Of course, Fitzwilly needs her out of there so she immediately thinks he hates her and that’s a fantastic way to spark the enemies to lovers trope and, well, we aren’t watching Fitzwilly to be surprised. Van Dyke and Feldon have a fair chemistry, especially as we can’t fail to notice that the butler only gets flustered around her.

To be fair, I did get caught out by one twist, even though it was telegraphed, but I saw the twist on the twist coming a mile away. It’s not a film that survives on twists alone, or even its array of gentlemanly crimes, especially the big Christmas Eve heist at Gimbels in New York, a crime needed to offset all the schemes broken inadvertently by Juliet.

What it survives on is the cast, not only Van Dyke and Feldon, with Evans stealing scenes in abundance, but a large ensemble of character actors, including John McGiver, John Fiedler, Anne Seymour, Cecil Kellaway, Norman Fell... every one of them a face you’ll recognise even if you don’t know their names.

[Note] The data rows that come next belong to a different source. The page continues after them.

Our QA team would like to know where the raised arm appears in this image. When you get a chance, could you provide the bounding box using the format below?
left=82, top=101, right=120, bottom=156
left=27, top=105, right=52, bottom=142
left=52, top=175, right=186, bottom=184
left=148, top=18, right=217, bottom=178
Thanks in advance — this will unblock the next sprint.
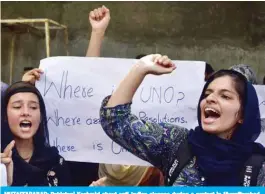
left=86, top=5, right=110, bottom=57
left=100, top=55, right=188, bottom=172
left=107, top=54, right=175, bottom=107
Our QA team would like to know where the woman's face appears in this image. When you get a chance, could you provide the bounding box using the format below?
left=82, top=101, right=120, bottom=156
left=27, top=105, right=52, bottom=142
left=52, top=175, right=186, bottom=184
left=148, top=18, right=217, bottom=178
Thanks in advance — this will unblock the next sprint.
left=7, top=92, right=41, bottom=140
left=200, top=76, right=243, bottom=139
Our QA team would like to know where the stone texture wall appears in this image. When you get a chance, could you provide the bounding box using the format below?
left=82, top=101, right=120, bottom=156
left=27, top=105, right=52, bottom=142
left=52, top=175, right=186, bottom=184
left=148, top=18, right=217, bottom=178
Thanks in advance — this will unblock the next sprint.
left=1, top=2, right=265, bottom=82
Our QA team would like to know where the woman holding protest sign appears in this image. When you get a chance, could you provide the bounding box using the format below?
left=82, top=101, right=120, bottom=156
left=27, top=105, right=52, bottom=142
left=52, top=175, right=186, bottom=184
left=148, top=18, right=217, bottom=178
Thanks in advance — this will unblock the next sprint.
left=100, top=54, right=265, bottom=186
left=1, top=81, right=70, bottom=186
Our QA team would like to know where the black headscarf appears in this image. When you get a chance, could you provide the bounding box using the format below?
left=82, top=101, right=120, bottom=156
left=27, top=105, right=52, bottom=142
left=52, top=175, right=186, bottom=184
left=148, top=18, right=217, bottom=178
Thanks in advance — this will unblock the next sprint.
left=188, top=70, right=265, bottom=186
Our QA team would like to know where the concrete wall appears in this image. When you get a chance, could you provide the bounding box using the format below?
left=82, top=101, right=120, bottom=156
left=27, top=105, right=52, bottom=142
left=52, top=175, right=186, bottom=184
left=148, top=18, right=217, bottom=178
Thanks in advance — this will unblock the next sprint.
left=1, top=2, right=265, bottom=82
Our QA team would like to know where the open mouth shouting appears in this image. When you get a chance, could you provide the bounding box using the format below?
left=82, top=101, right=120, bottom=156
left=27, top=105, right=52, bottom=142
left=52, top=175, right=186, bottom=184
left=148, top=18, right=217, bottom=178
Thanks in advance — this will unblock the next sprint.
left=19, top=120, right=32, bottom=132
left=202, top=107, right=221, bottom=124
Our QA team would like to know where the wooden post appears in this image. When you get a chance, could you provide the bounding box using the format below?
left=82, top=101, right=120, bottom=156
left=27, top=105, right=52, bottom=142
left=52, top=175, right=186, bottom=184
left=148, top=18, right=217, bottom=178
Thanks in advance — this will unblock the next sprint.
left=9, top=33, right=16, bottom=85
left=45, top=20, right=50, bottom=57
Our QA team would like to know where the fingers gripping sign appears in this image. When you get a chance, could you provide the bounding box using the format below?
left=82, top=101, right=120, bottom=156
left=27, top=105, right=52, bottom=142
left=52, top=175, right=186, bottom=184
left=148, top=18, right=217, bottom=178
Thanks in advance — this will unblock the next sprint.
left=22, top=68, right=43, bottom=85
left=138, top=54, right=176, bottom=75
left=89, top=5, right=110, bottom=31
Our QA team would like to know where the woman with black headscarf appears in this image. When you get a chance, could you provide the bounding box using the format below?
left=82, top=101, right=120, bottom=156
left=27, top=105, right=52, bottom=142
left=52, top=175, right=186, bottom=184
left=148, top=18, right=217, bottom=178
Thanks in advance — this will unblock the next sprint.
left=1, top=81, right=70, bottom=186
left=100, top=55, right=265, bottom=186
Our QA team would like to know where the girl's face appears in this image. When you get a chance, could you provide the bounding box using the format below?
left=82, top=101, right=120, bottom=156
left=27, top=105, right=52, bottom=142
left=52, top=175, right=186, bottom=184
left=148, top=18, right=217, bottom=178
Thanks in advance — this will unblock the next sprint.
left=7, top=92, right=41, bottom=140
left=200, top=76, right=243, bottom=139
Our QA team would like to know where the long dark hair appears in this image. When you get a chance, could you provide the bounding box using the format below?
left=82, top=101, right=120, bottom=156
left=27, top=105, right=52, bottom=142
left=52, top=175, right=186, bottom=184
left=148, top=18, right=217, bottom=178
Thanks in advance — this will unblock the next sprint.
left=1, top=81, right=50, bottom=150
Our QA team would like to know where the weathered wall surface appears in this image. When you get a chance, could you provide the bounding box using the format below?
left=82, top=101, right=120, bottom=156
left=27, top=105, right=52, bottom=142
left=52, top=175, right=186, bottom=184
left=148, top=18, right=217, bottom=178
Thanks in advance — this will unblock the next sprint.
left=1, top=2, right=265, bottom=82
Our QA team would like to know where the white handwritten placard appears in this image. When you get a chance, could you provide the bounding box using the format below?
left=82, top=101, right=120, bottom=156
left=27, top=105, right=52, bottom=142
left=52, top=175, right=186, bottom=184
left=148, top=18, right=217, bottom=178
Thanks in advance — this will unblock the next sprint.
left=36, top=57, right=265, bottom=165
left=36, top=57, right=205, bottom=165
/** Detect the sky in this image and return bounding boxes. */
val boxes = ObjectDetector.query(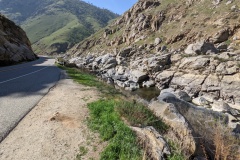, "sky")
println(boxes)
[83,0,138,15]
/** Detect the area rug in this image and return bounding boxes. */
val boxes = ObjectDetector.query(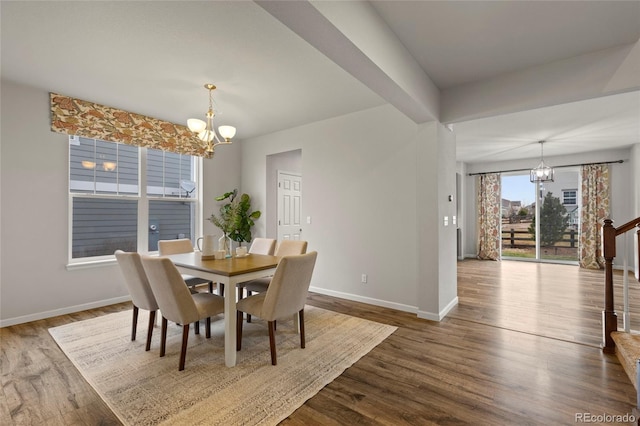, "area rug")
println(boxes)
[49,306,396,425]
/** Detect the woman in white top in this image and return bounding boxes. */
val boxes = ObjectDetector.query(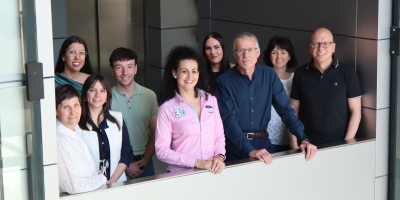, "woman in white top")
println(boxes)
[79,74,133,183]
[56,85,107,194]
[264,36,297,153]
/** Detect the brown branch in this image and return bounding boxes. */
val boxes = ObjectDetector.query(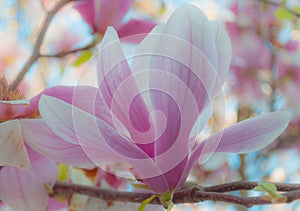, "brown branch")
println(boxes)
[40,41,97,58]
[12,0,75,90]
[51,181,300,207]
[204,181,300,193]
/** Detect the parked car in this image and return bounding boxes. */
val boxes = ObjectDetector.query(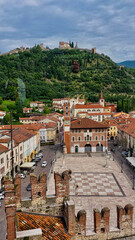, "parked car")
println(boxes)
[111,148,115,152]
[41,161,47,167]
[35,157,41,161]
[36,152,43,157]
[20,173,25,179]
[0,193,4,200]
[26,183,31,191]
[0,187,5,195]
[121,151,128,157]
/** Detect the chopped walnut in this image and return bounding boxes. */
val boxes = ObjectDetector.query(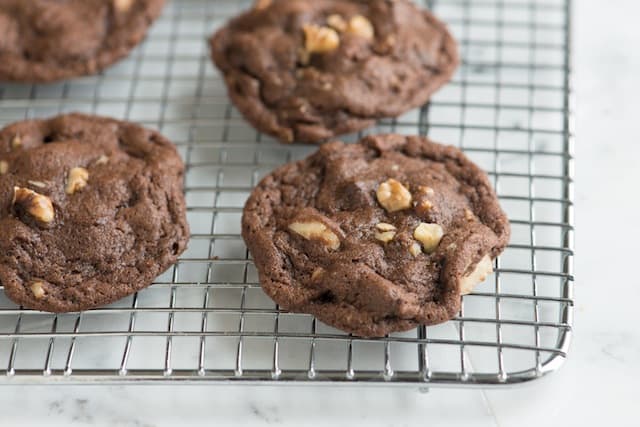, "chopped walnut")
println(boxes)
[13,187,55,223]
[27,180,47,188]
[289,221,340,251]
[29,280,45,299]
[65,167,89,194]
[459,255,493,295]
[375,231,396,243]
[302,25,340,54]
[413,222,444,253]
[418,185,436,197]
[376,222,397,231]
[345,15,375,40]
[113,0,134,13]
[376,178,411,212]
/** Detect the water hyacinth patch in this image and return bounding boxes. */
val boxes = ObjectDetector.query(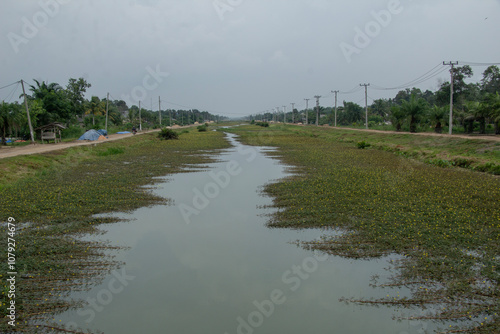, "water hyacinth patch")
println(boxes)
[0,131,229,333]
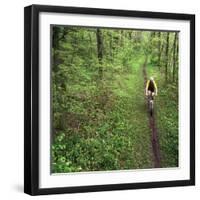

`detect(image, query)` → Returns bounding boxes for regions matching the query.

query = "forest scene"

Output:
[51,25,179,173]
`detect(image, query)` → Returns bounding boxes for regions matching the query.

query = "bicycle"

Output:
[147,91,155,116]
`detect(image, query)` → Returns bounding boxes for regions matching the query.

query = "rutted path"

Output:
[143,58,160,168]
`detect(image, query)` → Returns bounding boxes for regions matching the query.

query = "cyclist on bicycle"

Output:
[145,77,158,97]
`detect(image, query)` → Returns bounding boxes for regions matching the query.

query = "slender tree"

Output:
[172,32,177,82]
[96,28,103,79]
[165,32,169,81]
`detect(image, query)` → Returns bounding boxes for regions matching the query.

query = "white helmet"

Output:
[150,76,154,81]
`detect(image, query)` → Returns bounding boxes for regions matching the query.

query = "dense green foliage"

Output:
[51,26,178,173]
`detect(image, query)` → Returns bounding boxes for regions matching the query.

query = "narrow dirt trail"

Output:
[143,58,160,168]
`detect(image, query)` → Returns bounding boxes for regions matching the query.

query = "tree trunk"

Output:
[165,32,169,82]
[96,28,103,79]
[172,33,177,82]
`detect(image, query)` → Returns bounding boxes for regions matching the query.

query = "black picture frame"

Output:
[24,5,195,195]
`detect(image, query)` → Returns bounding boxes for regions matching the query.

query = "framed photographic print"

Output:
[24,5,195,195]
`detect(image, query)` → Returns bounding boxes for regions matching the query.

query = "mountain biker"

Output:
[145,77,158,97]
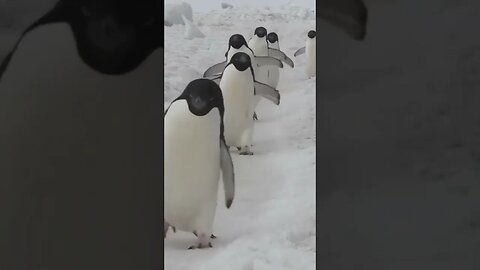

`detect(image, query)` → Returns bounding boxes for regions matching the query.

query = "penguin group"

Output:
[164,26,315,249]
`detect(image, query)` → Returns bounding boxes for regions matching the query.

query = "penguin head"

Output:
[267,32,278,43]
[255,26,267,38]
[178,79,224,116]
[45,0,163,74]
[228,34,247,50]
[230,52,252,71]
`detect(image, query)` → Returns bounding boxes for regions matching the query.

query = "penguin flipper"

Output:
[268,48,294,68]
[255,56,283,68]
[203,61,227,78]
[220,139,235,208]
[293,46,305,57]
[254,81,280,105]
[317,0,368,40]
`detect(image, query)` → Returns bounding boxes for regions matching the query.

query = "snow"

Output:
[165,2,315,270]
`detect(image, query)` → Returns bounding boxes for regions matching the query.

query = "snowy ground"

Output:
[165,2,315,270]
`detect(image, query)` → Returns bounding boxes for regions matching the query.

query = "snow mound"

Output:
[164,2,193,26]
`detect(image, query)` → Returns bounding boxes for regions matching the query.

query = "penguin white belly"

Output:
[0,23,163,96]
[267,42,280,88]
[164,101,220,232]
[220,65,254,147]
[305,40,316,77]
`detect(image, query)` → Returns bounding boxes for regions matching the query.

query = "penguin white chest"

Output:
[220,65,254,146]
[267,42,280,88]
[164,100,220,231]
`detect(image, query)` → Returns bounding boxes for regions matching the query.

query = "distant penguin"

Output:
[317,0,368,40]
[217,52,280,155]
[0,0,164,270]
[267,32,280,88]
[294,30,317,77]
[203,34,283,78]
[164,79,235,249]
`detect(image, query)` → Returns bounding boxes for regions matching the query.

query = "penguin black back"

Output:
[267,32,278,43]
[255,26,267,37]
[176,79,225,118]
[0,0,163,78]
[0,0,164,270]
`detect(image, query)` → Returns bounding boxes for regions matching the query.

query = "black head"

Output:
[255,26,267,37]
[267,32,278,43]
[177,79,224,117]
[32,0,163,74]
[230,52,252,71]
[228,34,247,49]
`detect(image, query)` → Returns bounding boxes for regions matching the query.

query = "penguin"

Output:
[293,30,317,77]
[164,79,235,249]
[203,34,283,78]
[267,32,280,88]
[212,52,280,155]
[317,0,368,41]
[248,26,294,120]
[0,0,163,270]
[248,26,294,70]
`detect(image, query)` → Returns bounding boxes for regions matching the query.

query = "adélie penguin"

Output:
[248,26,294,120]
[208,52,280,155]
[294,30,317,77]
[317,0,368,40]
[203,34,283,78]
[164,79,235,249]
[0,0,163,270]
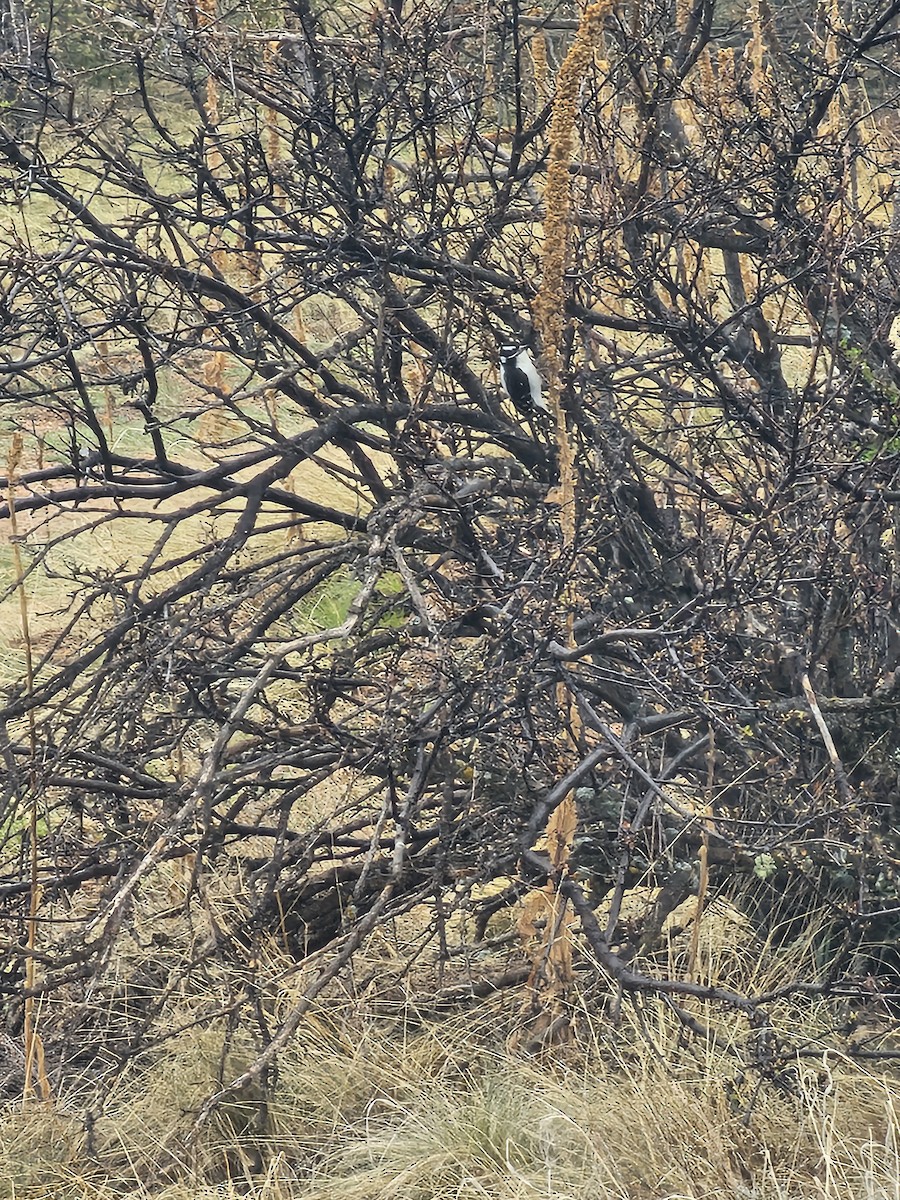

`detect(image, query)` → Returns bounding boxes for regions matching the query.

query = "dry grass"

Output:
[0,974,900,1200]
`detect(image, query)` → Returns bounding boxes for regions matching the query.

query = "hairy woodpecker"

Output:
[500,346,550,415]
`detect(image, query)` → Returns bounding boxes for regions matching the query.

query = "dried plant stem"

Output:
[533,0,608,1016]
[6,433,50,1099]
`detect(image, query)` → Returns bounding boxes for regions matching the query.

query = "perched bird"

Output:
[500,346,550,415]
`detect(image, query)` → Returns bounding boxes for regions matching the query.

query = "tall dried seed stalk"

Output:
[6,433,50,1100]
[533,0,611,1020]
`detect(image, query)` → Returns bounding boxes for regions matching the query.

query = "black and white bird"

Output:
[500,346,550,415]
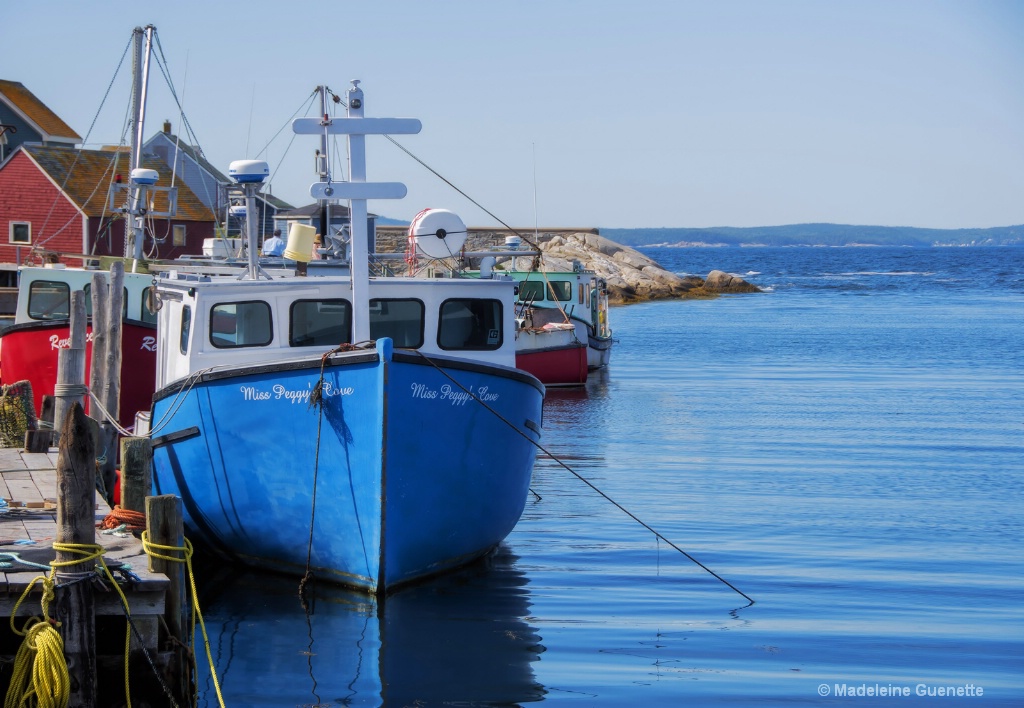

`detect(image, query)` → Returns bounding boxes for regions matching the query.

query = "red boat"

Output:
[0,266,157,427]
[515,323,588,386]
[0,321,157,428]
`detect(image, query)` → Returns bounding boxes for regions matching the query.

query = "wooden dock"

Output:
[0,448,181,703]
[0,448,169,618]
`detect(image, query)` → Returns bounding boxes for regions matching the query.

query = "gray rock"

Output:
[538,233,760,304]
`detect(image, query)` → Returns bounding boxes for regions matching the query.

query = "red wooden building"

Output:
[0,143,215,264]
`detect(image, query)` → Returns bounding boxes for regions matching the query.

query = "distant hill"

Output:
[600,223,1024,248]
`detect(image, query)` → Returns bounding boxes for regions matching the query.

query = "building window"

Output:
[8,221,32,246]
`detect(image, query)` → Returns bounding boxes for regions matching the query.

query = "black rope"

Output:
[299,349,337,612]
[405,349,754,607]
[105,573,184,708]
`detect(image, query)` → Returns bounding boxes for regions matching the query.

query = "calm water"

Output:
[193,248,1024,706]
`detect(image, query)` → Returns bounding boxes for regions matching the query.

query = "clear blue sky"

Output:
[0,0,1024,228]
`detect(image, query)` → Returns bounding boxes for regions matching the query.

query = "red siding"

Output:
[0,153,82,263]
[0,153,214,265]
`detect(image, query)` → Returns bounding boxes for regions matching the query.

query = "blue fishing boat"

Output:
[148,82,545,595]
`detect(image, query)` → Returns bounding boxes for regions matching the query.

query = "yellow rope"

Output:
[50,541,131,708]
[141,531,224,708]
[4,571,71,708]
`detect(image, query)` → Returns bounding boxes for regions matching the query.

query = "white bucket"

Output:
[284,223,316,263]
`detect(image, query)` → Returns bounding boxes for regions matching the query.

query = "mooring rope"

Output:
[411,349,754,607]
[141,531,224,708]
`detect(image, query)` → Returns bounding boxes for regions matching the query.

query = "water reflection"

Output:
[193,546,546,706]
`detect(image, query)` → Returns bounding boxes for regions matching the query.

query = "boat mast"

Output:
[316,86,331,259]
[292,80,422,342]
[125,25,157,260]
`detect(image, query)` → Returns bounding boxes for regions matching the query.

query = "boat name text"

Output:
[413,383,501,406]
[239,381,355,404]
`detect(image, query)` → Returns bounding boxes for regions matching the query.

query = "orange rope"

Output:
[96,504,145,531]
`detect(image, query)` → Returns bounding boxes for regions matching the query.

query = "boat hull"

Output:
[153,339,544,594]
[0,320,157,427]
[515,332,588,386]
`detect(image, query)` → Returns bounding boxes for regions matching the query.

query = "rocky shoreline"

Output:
[376,225,761,304]
[520,232,762,304]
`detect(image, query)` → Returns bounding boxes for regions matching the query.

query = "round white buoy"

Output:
[409,209,466,258]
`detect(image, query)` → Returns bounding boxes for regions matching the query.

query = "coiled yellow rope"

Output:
[141,531,224,708]
[3,571,71,708]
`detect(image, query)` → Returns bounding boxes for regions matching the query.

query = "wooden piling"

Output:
[145,494,193,703]
[54,401,96,706]
[121,438,153,513]
[89,261,121,510]
[53,290,86,446]
[25,394,53,452]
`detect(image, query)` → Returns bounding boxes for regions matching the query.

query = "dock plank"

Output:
[0,448,169,621]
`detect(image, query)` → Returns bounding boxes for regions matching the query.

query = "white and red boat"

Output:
[0,263,157,427]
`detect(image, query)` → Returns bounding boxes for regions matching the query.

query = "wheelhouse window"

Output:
[519,281,544,302]
[437,298,503,350]
[178,305,191,353]
[370,297,424,349]
[29,281,68,320]
[519,281,572,302]
[141,286,157,325]
[288,299,352,346]
[548,281,572,302]
[82,283,130,322]
[7,221,32,246]
[210,300,273,348]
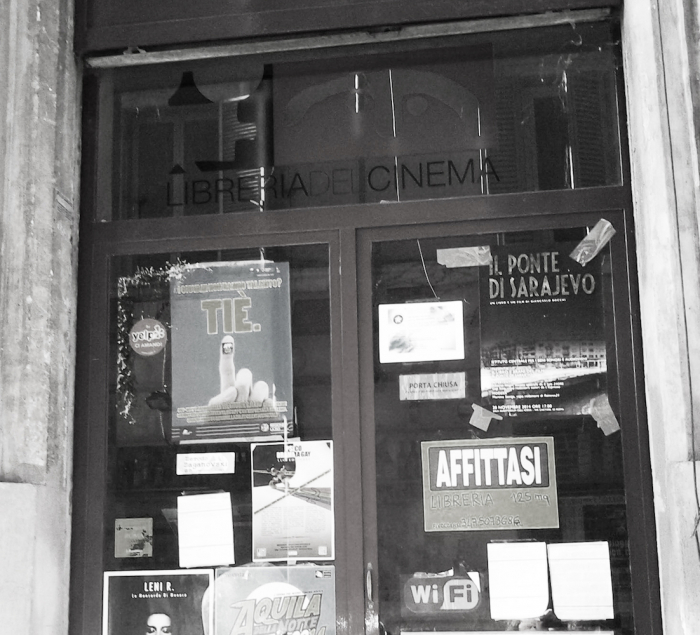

For my money, it’s McGiver, best known for his American Express commercials, if not for his films, like Breakfast at Tiffany’s, The Manchurian Candidate and Midnight Cowboy, who shines the brightest. Of course, Evans is the scenestealer and Van Dyke the worthy lead. He gets to play some piano here and even stand on his head.

I have precious little space to cover a career as long and busy as his, especially given that it may not be over. He made a couple of films in 2018, Mary Poppins Returns and Buttons, and TV as recently as Days of Our Lives and a voice slot on The Simpsons in 2023.

He started out in choir and drama at school, acting alongside Donald O’Connor. Denied as a pilot, he worked as a radio announcer during World War II, while entertaining troops. After the war, he continued on radio, in Illinois, but was talked into comedy and toured nightclubs with Phil Erickson. He made it to TV as a host and expanded from there, adding Broadway to his resume in 1959 and film in 1960 with a lead role in Bye Bye Birdie, having won a Tony for it on stage.

That led him to The Dick Van Dyke Show, after CBS wouldn’t cast writer Carl Reiner. It proved successful with both audience and critics and his star was lit. His horrendous cockney accent aside, he was a hit in Mary Poppins and, after a string of less successful movies, including this one, in another musical set in England, Chitty Chitty Bang Bang, in which he wisely stuck with his own American accent.

He stretched his acting chops with a serious turn in The Comic, again written by Carl Reiner; starred in a Broadway revival and tour of The Music Man; and a string of TV movies. A trio of those spun off from Jake and the Fatman led to a mystery drama show, Diagnosis: Murder, which ran to eight seasons and gave a chance for his real son Barry to play his screen son Steve.

In 1991, he bought an Amiga, got hooked on computer graphics and created animation for multiple shows. He sang in an a capella group and competed on The Masked Singer. He taught Sunday school throughout his life and wrote five books. Happy birthday, sir! What’s next?